No. They were both over forty when they married. He was in the navy. It was a good career move for he’s a vice admiral now. I think he was only a cabin boy when they got together. And where did you get Peaches from?

Well, I knew it was the same name as Marty’s dog.

Marty’s dog is not called Beatrice. By the way, the new royal freeloader is a boy. You remember what it weighed?

Yeah! Eighteen pounds. That’s a good weight for a boy.

Sunday, February 07, 2021

The Swear Box

 A couple of weeks ago my oldest granddaughter and I had a falling out. The details are for us alone to know but I must admit, I lost my temper. 

As she reported to her mother, the worst thing was that I swore. I felt bad when I heard this and I suggested to Martha's Mama that maybe we should install a swear box.
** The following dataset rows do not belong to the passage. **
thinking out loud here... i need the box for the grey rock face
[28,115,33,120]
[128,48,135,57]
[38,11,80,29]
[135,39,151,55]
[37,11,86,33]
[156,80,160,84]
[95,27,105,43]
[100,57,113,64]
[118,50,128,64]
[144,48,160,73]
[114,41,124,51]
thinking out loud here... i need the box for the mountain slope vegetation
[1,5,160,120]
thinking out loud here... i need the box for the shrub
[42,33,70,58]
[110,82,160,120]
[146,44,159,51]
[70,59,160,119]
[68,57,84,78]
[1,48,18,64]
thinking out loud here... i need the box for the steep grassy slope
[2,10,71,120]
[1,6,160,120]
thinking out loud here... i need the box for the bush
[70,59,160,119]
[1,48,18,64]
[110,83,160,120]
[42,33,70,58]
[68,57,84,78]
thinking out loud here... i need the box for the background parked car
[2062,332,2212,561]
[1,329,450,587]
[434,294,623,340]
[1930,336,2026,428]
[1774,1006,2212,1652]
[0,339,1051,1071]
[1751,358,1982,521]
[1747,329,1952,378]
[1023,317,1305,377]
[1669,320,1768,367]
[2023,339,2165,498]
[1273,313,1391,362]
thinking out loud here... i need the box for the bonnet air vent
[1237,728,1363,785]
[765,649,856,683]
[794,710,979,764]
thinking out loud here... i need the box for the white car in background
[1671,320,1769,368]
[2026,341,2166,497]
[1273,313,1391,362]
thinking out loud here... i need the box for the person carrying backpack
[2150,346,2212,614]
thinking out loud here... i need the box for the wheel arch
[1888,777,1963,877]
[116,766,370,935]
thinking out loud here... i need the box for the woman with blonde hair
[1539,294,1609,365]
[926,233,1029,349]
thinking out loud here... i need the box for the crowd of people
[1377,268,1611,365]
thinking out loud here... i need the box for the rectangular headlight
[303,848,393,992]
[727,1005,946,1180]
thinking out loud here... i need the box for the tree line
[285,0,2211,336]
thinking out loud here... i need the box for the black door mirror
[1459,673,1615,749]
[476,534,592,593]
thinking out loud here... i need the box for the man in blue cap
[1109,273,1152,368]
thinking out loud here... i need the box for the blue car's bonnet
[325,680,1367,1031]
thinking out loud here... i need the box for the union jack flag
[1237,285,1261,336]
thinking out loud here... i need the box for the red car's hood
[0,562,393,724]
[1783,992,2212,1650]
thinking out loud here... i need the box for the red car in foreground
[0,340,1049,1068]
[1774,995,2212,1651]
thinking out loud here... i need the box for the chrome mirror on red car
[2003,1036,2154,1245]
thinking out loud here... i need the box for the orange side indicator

Because of our proximity to a Covid case (Aunt Lizzie) it was two weeks and a negative test before Nellybert had the girls again. All was forgiven but the swear box was discussed and duly implemented.

All went well. Just one mild expletive passed my lips at lunch and 25 pence was deposited. Until it was time to drive them home. Martha had noted that Granny suffers from 'Road Rage' and that this might be an opportunity to expand the coffers. It had already been agreed that any monies in the swear box would be Martha and Evie's to spend as they wished. There was a delay in setting off due to a forgotten item and a 50 pence expletive was uttered. 

Quick, Evie!

Said Miss Martha,

While you're in there, take 50 pence out of Granny's purse and put it in the swear box.

I robustly refused permission.

All went well on the journey home apart from one small annoyance and another 50 pence was left owing. Martha remarked something along the lines that driving seemed to be a difficulty for me in that I was easily annoyed. She gave the impression that she could cope with this if it meant that the fines might benefit her and her sister.

As soon as I got home I transferred a pound coin from my purse to the swear box. Hopefully, it will be the last time I'll ever have to do that. This is the best idea ever, for my delight in thwarting those rascals out of their swear box monies will be far greater than the short-lived release of firing one off.  

A picture from way back when we could have actual days out.

Thursday, February 04, 2021

They Fitted Faded Yogi

 Our Dede, Leitrim Sister, Dr Byrne, my youngest sister despite being born during one of the coldest winters on record is one of the warmest-hearted people I know. 

I've not seen her since August and even then we didn't hug. 

Happy birthday, Dede. I hope it was a good one.